Seurat sketch thought to be stolen by Nazis is seized from Paris art dealer

The Independent 21 February 2008
By John Lichfield in Paris

A long-lost sketch for one of the most famous French paintings of the late 19th century has been seized by police from an art dealer in Paris. The preliminary study by the pointillist artist Georges Seurat, painted on the lid of a cigar box, was assumed to have been stolen by the Nazis during the Second World War.  

French investigators searching for looted Jewish-owned art want to know why the tiny painting, valued at €5m (£3.75m), has suddenly turned up in the hands of a French art dealer. The Etude de L'Ile de la Grande Jatte is one of more than 50 studies painted by Seurat between 1884 and 1886 for his celebrated painting of heavily clothed sunbathers on an island in the river Seine.

The completed canvas, Un Dimanche à la Grande Jatte, is 9ft by 6ft and owned by the Art Institute of Chicago. The study seized by French police shows almost the same scene but is painted on a cigar-box lid the size of a standard exercise book.

Like the finished canvas it uses the technique perfected by Seurat of painting not in brush strokes, but with thousands of tiny blobs, or points, of oil-paint. The study may well have been painted by Seurat on the island itself and taken to his studio as one of more than 50 preliminary sketches for the final canvas.

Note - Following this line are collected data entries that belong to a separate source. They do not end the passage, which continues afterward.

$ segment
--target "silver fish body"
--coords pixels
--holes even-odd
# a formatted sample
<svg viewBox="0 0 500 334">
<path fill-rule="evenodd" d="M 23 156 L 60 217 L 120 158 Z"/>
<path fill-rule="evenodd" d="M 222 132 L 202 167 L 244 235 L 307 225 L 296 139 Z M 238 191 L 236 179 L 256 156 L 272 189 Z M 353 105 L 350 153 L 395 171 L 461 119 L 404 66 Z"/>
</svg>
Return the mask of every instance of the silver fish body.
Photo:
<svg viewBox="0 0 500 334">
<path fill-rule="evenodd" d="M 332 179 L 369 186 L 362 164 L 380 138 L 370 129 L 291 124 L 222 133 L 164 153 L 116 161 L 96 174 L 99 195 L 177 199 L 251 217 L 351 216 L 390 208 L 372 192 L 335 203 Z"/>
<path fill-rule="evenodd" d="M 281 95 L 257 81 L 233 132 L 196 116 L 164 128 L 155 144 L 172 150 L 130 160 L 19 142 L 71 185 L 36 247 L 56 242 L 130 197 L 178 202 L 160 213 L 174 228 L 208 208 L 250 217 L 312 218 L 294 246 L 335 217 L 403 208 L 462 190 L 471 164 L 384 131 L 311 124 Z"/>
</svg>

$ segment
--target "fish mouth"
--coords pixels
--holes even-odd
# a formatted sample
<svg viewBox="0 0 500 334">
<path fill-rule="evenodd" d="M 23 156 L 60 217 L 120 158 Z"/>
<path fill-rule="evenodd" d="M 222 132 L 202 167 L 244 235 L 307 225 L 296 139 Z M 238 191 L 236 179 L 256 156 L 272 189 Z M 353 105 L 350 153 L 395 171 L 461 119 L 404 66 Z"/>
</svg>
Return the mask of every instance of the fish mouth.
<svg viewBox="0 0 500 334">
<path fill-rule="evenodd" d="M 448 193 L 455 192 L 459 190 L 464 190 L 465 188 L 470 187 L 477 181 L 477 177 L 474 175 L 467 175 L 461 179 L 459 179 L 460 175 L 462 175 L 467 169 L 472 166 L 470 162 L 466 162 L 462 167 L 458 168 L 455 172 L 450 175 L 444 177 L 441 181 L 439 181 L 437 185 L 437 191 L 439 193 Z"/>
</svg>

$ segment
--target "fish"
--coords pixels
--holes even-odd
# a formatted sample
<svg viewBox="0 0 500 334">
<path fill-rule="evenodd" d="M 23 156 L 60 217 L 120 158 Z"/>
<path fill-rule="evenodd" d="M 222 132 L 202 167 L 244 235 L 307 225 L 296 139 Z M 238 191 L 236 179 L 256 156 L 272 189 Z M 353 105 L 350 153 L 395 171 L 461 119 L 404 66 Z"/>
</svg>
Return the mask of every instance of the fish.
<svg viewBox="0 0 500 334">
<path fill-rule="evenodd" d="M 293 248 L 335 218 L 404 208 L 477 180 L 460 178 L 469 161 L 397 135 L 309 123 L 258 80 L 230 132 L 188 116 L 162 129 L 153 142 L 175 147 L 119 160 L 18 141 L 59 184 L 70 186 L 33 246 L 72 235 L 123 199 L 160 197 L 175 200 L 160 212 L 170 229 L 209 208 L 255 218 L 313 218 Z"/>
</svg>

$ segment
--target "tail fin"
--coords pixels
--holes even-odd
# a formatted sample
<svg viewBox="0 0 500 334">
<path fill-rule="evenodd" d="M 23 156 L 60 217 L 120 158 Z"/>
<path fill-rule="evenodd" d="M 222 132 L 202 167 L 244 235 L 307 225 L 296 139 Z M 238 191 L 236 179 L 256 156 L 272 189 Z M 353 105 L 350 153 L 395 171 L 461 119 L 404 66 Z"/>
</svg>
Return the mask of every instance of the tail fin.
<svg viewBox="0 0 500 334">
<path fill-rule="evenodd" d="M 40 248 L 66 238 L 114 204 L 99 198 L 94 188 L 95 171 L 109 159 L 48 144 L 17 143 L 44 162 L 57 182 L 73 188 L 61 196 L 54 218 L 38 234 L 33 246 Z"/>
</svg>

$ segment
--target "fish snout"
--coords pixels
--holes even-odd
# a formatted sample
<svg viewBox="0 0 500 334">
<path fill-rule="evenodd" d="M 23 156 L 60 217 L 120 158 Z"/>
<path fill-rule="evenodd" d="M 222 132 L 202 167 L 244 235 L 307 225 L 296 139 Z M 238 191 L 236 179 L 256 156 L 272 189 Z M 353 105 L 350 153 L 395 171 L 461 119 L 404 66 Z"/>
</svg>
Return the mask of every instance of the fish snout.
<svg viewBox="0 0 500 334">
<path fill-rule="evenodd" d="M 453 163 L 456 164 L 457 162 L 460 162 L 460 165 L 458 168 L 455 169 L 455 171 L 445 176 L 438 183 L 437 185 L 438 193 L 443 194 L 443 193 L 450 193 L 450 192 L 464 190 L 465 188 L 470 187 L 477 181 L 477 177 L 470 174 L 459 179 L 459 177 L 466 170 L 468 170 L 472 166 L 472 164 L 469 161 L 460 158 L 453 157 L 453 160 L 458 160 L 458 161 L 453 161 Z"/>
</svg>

Its recovery coincides with an exhibition in Jerusalem this week of 53 paintings seized by the Nazis in France – including another Seurat – whose legitimate owners have not been traced. The exhibition, which moves to Paris in June, shows only a fraction of the 2,000 French-Jewish owned art works recovered from Germany after the war but still in the custody of the French state.

In the case of the Seurat study, the chain of ownership is reasonably well-established. It once belonged to the Jewish painter Paul Signac. In 1940, his widow Berthe Signac gave it to a French art dealer, André Metthey, for safe-keeping after Germany invaded France.

In 1945, when the Signac family tried to reclaim the painting, M. Metthey said it had been stolen by the Nazis. The work was added to the French list of "despoiled" art works. Two years ago, another French art dealer, Eric Turquin, asked the French Ministry of Culture for a certificate allowing him to sell the work abroad. He said the Seurat study had been brought to him by a client, Elias Chartouni.

Following a complaint by the heirs of the Signac family, an investigation was started by the French government agency which monitors trafficking in stolen art. The painting was seized in the past few days at M. Turquin's offices in Paris, police said yesterday.

A magistrate, Fabienne Pous, has been appointed to investigate "theft by persons unknown". She will try to trace the movements of the painting in the past 68 years and investigate claims and counter claims about its ownership.

In the 1880s, the Ile de la Grande Jatte was in open countryside and a favourite spot for strolling, bathing and boating. Now known as the Ile de la Jatte, it has been engulfed by the westward sprawl of Paris. The island has been almost entirely covered with up-market apartment blocks, in the shadow of the tower blocks of the business district of La Défense.